Mais voilà, nos voyants se sont joyeusement mis le doigt dans l'oeil dans leur évaluation des risques qu'encourait l'économie ces derniers mois. Leur superpouvoirs ont été supernuls pour endiguer la contagion de la crise. Comble d'humiliation, on s'est même remis à avoir peur d'un retour de cette vieille chose des années 70 appelée «stagflation» où se conjuguent ralentissement économique ET forte inflation.

Un nouveau monde

À la décharge des banques centrales, il faut dire que ce sont souvent les autres qui leur ont prêté le pouvoir d'être omniscientes et omnipotentes. «Pour dire les choses simplement, nous ne savons pas avec certitude par quoi l'économie est passée, dans quel état elle se trouve présentement, ni où elle s'en va», avouait candidement l'an dernier le vice-président de la Fed, Donald Kohn.

Il faut reconnaître aussi que le fonctionnement de l'économie s'est considérablement complexifié ses dernières années.
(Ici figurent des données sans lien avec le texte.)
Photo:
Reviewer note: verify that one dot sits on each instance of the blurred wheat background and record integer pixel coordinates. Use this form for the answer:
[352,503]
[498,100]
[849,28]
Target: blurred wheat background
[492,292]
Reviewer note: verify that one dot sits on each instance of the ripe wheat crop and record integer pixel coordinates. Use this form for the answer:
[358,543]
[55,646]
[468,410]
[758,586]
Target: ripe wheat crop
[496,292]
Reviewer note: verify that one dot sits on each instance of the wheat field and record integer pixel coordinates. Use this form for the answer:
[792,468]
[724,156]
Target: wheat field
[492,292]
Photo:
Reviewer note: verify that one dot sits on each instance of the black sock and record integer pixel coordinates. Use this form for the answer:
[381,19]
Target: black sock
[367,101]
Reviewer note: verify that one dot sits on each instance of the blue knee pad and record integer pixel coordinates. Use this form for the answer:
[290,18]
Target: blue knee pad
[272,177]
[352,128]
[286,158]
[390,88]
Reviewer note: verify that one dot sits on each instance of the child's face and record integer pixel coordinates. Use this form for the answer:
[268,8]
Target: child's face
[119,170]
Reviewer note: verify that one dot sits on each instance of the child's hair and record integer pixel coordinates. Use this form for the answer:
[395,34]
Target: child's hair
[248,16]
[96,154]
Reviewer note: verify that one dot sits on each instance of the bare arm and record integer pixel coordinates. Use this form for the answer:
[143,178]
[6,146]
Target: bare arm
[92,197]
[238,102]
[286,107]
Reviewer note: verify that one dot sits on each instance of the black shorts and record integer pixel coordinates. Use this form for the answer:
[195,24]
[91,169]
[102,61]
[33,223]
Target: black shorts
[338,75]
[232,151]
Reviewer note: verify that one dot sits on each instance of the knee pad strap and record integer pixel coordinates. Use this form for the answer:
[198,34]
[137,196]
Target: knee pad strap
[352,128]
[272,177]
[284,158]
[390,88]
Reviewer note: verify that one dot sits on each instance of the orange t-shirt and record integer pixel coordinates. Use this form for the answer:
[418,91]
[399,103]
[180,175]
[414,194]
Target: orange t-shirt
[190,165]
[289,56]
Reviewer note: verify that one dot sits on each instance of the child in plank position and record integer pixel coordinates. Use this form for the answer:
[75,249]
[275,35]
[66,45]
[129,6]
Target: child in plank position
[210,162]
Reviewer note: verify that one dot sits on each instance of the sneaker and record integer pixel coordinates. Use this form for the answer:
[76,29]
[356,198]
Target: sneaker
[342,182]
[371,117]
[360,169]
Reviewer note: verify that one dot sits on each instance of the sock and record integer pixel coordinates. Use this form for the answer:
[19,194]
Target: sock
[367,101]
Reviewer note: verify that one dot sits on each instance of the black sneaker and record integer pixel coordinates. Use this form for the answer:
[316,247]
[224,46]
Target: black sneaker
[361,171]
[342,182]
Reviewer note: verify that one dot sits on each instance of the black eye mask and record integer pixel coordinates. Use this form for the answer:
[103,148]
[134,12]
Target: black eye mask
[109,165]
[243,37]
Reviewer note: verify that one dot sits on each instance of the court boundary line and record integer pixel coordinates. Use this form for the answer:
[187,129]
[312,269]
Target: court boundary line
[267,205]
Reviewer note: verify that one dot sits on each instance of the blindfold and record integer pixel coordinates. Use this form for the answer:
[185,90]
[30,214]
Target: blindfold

Cela a notamment été le cas dans les marchés financiers. Aucun autre secteur de l'économie n'a gagné autant d'importance avec la mondialisation. La déréglementation, «l'ingénierie financière» et le sens d'innovations de ses acteurs ont amené le développement d'une multitude de produits et de pratiques dont la nature et l'impact ne sont pas toujours faciles à saisir, et qui ont souvent bien plus à voir avec de savants jeux financiers qu'avec l'économie réelle à long terme. Interconnectés en permanence grâce aux nouvelles technologies de communication, ces marchés peuvent relayer à la vitesse de l'éclair le moindre soubresaut venu du moindre recoin de la planète. Ironiquement, la remarquable stabilité économique assurée ces dernières années par la politique monétaire des banques centrales les a encouragés à prendre de plus en plus de risque pour obtenir du rendement.

David Dodge se demandait dans une entrevue cet automne si la déréglementation et l'innovation n'étaient pas allées trop loin dans les marchés financiers. Il disait constater, à tout le moins, que «les mécanismes de transmission» sur lesquels repose l'action des banques centrales comme la sienne sont aujourd'hui cassés. Les banques centrales devront porter à l'avenir une plus grande attention aux marchés financiers, disait-il encore une fois au Globe and Mail.

Elles ne pourront toutefois pas agir seules. En décembre, elles se sont mises à six pour injecter un peu de liquidité dans les marchés. Vendredi, la Fed et le gouvernement américain ont uni leurs efforts pour tenter de relancer la première économie mondiale. Les gouvernements et les banques centrales auront fatalement besoin aussi de l'aide des institutions internationales pour améliorer leur supervision d'une économie mondialisée. Le processus de réforme est avancé en matière de règles bancaires internationales sous l'égide des normes de Bâle II. Il l'est beaucoup moins au Fonds monétaire international.